How Are Average Quarterly Balances Determined for Current Accounts?

 

Many people are confused as to what exactly an average quarterly balance is. To put it simply, it’s the average of all the closing day balance of a business current account in a given quarter. Typically, there is a minimum balance that is required to maintain a current business account. The current account minimum balance will vary across different banks, and may also be influenced by the account holder’s location or category of accounts.

 

Location can be classified as urban, semi-urban and rural; while category of accounts can be defined as normal, privilege, platinum, etc. It is essential to know that the minimum balance doesn’t have to be maintained each day, but only on a quarterly average basis. What would a quarterly average balance of Rs. 10,000 mean? It means you have to maintain Rs. 10,000 in your account daily on average. Additional emphasis has to be placed on the word average. In the following points, we will discuss how to calculate the average quarterly balance for current accounts:

 

  • Let’s assume hypothetically that the opening balance at the beginning of the quarter is Rs. 8,000 as of 1st October.
  • You maintain a balance of Rs. 8,000 in your account for the next 14 days from 1st October to 14th October.
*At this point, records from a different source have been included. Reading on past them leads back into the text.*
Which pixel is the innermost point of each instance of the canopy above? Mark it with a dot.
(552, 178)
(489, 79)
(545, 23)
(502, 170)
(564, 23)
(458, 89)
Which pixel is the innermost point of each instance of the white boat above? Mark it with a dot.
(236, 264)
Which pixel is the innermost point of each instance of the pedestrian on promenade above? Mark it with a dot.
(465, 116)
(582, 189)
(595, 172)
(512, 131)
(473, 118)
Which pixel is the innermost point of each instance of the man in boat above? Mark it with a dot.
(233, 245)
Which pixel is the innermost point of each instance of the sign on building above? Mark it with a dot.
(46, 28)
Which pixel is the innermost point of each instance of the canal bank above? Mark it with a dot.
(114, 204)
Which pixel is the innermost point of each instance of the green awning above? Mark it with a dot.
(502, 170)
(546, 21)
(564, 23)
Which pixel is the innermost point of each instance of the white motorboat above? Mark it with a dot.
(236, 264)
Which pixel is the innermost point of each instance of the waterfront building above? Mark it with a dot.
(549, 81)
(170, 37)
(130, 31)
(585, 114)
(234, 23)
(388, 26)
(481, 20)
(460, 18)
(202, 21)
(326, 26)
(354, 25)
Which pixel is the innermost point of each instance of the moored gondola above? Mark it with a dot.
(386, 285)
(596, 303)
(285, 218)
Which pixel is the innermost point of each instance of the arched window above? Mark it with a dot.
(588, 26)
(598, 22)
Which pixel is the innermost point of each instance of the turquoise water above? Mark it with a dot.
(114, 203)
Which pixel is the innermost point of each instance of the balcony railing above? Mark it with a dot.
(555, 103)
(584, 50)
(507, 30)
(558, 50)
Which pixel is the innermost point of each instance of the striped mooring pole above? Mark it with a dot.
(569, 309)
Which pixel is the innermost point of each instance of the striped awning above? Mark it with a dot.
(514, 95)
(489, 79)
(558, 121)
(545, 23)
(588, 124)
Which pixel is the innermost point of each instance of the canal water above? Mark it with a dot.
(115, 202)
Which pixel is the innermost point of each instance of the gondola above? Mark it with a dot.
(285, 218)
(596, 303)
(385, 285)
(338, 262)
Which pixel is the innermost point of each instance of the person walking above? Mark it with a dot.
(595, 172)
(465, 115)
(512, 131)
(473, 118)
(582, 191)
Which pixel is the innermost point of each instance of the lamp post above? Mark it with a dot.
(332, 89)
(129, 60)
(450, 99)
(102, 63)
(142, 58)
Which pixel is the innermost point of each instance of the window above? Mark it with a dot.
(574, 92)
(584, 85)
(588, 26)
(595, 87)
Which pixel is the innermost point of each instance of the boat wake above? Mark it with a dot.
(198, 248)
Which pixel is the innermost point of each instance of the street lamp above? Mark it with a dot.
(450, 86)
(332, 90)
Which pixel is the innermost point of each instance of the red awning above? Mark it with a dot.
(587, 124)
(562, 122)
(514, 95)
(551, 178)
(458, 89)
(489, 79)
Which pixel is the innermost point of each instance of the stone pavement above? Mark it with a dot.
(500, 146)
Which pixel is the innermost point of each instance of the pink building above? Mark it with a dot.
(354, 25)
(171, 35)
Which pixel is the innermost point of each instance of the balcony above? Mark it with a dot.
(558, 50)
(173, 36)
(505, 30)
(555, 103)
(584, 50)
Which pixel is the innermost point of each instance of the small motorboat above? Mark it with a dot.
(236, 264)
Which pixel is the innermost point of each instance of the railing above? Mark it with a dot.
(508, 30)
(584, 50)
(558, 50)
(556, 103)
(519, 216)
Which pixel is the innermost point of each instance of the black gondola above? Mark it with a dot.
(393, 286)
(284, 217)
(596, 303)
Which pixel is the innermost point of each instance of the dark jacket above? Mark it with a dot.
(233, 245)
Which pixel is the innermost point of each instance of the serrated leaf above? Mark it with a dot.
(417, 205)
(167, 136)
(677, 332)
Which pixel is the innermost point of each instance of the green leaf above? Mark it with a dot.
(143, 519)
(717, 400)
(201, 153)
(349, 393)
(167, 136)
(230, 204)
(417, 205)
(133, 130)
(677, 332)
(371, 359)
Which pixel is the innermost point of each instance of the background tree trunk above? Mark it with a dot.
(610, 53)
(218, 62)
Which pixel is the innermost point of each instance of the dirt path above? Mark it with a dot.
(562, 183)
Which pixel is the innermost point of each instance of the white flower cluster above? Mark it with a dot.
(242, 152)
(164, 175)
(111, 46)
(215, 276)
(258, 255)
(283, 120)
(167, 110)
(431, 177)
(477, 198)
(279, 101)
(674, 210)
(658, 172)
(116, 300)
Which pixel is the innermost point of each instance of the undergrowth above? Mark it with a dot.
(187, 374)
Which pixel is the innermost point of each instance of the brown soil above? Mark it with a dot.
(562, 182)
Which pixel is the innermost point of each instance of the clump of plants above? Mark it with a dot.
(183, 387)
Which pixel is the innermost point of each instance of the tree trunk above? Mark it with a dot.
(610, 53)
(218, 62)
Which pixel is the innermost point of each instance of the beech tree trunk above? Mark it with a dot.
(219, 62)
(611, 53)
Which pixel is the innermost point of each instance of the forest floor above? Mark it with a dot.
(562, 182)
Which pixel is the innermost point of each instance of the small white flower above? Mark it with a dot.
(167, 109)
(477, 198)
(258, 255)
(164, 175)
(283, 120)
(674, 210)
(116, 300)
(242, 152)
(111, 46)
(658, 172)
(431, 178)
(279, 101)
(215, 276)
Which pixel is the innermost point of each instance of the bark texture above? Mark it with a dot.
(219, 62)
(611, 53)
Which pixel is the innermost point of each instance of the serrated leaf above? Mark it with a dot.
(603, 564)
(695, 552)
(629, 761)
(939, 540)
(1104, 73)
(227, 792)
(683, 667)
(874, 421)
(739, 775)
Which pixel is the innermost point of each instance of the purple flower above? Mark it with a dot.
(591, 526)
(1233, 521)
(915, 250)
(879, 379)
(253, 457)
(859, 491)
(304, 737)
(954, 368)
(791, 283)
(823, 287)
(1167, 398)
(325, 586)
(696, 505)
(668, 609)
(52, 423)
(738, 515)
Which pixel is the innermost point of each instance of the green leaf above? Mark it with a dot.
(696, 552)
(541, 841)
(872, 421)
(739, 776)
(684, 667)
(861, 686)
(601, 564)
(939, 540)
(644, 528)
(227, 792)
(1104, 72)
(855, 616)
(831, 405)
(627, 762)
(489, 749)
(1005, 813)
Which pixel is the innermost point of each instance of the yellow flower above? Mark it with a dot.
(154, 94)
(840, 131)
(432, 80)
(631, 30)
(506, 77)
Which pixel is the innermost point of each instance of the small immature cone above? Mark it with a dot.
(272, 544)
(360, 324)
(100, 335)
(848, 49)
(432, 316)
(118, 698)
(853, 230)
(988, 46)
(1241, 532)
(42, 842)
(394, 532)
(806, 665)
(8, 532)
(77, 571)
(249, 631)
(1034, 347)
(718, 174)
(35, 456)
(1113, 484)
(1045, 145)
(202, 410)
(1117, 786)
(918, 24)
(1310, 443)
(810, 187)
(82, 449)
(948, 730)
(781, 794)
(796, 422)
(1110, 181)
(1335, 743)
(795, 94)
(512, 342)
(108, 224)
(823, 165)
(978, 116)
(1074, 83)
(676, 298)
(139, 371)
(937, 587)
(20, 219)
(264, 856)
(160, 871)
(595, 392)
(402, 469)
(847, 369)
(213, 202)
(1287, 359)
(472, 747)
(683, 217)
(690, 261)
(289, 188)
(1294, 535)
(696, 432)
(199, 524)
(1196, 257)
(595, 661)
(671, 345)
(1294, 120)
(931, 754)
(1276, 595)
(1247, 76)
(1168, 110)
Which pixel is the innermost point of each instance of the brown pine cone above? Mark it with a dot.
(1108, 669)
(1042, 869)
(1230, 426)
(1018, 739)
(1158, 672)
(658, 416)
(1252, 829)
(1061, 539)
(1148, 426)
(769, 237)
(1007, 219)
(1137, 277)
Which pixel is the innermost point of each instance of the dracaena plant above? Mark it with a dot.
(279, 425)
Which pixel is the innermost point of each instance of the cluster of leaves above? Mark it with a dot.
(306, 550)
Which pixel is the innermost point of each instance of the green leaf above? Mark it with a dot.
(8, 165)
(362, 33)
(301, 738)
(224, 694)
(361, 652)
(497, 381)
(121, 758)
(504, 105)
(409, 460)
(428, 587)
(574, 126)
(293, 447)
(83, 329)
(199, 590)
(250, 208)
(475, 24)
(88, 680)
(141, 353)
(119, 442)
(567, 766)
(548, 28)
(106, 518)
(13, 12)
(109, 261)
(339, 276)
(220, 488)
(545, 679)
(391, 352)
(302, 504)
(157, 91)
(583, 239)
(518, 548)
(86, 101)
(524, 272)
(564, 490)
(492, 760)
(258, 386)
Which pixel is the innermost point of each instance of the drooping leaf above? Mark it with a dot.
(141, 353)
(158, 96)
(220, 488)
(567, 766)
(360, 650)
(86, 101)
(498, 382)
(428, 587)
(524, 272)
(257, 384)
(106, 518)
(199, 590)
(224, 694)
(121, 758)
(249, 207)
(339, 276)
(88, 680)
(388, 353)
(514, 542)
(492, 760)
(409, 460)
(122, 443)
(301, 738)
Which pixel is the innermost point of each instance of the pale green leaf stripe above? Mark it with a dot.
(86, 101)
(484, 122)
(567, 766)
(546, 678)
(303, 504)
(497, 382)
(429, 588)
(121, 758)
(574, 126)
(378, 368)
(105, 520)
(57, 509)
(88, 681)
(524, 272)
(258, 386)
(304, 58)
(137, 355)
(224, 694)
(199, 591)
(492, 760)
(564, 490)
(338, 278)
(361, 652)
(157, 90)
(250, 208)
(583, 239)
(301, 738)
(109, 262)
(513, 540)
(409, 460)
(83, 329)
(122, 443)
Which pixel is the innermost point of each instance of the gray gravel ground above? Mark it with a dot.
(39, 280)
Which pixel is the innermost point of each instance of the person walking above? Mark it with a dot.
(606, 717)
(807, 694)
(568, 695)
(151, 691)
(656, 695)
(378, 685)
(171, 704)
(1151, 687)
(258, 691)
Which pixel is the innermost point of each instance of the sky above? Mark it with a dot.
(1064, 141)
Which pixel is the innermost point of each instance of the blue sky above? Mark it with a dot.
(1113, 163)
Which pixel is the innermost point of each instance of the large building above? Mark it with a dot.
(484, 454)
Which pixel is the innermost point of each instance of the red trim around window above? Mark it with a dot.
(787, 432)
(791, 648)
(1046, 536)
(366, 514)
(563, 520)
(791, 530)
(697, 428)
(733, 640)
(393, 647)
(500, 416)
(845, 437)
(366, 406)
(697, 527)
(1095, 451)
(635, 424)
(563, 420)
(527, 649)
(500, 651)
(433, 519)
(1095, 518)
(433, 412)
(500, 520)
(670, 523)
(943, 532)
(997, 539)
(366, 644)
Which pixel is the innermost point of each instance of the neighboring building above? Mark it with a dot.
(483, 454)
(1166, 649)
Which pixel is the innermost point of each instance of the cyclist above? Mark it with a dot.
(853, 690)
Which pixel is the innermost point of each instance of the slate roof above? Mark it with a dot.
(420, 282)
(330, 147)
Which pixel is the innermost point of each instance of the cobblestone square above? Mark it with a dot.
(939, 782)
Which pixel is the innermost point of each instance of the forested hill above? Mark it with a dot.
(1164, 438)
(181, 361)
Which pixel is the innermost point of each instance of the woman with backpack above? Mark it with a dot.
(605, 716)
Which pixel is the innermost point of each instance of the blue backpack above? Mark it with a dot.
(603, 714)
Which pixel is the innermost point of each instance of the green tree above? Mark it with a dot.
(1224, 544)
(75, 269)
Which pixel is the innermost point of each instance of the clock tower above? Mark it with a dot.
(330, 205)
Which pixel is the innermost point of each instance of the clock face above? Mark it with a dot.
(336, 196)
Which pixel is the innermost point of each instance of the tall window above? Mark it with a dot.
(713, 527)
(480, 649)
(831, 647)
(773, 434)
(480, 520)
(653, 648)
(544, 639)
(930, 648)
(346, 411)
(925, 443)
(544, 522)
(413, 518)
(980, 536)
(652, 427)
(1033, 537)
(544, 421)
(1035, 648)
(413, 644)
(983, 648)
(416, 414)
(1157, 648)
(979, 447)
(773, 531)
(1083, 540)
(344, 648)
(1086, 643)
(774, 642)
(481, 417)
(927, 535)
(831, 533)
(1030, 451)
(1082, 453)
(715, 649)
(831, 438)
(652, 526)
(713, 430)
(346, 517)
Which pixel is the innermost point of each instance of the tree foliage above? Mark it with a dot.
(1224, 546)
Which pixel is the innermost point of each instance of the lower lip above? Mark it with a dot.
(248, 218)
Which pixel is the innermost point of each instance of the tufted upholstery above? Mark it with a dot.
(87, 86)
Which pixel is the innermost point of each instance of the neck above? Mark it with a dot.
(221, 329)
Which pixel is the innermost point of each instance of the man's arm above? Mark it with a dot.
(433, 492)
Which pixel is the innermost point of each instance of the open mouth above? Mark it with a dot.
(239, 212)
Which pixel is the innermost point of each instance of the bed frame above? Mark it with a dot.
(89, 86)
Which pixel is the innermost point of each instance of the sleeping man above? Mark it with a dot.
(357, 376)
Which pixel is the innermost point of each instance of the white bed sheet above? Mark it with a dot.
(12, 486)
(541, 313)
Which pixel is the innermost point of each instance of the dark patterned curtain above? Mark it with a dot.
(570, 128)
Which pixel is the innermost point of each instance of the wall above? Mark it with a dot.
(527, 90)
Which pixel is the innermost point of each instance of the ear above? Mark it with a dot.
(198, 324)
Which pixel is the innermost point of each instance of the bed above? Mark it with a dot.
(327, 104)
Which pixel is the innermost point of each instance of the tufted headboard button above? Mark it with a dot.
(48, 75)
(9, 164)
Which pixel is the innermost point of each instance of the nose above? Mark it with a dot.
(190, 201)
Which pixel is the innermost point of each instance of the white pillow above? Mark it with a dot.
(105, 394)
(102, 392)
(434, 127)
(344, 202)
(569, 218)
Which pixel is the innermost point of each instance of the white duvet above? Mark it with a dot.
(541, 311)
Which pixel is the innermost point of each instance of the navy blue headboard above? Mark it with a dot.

So, the total balance for 14 days is (14*8,000) = Rs. 1,12,000.
  • For the next 23 days, from 15th October to 6th November, you maintain a balance of Rs. 18,000. The total balance maintained for 23 days will be (23*18,000) = Rs. 4,14,000.
  • Let’s say for the next 27 days, from 7th November to 3rd December, you maintain a balance of Rs. 3,000. Thus, the total balance for 27 days would be (27*3,000) = Rs. 81,000.
  • For the next 28 days, from 4th December to 31st December, you maintain a balance of Rs. 12,000. The total balance for 28 days would be (28*12,000) = Rs. 3,36,000.
  • At the end of the quarter on 31st December, the closing balance is Rs. 12,000 rupees.
  • At the end of the period, you maintained a balance of Rs. 9,43,000 for 92 days. Thus, your maintained an average daily balance of Rs. 10,250, as 943,000/92 = 10,250.
  • Even though your balance for 41 days was below 10,000 rupees, the quarterly average balance criteria was fulfilled.

 

Calculating the average account balance on a quarterly basis could be a very big advantage for you and your company. Theoretically speaking, if you were to maintain a balance of Rs. 9,00,000 for a single day within a quarterly period of 90 days, and nil balance for the rest of 89 days, you’d still meet the minimum balance requirement of your account. It is essential to open current account online, so that you can check your balance instantaneously and benefit from maintaining a quarterly average balance instead of a monthly average.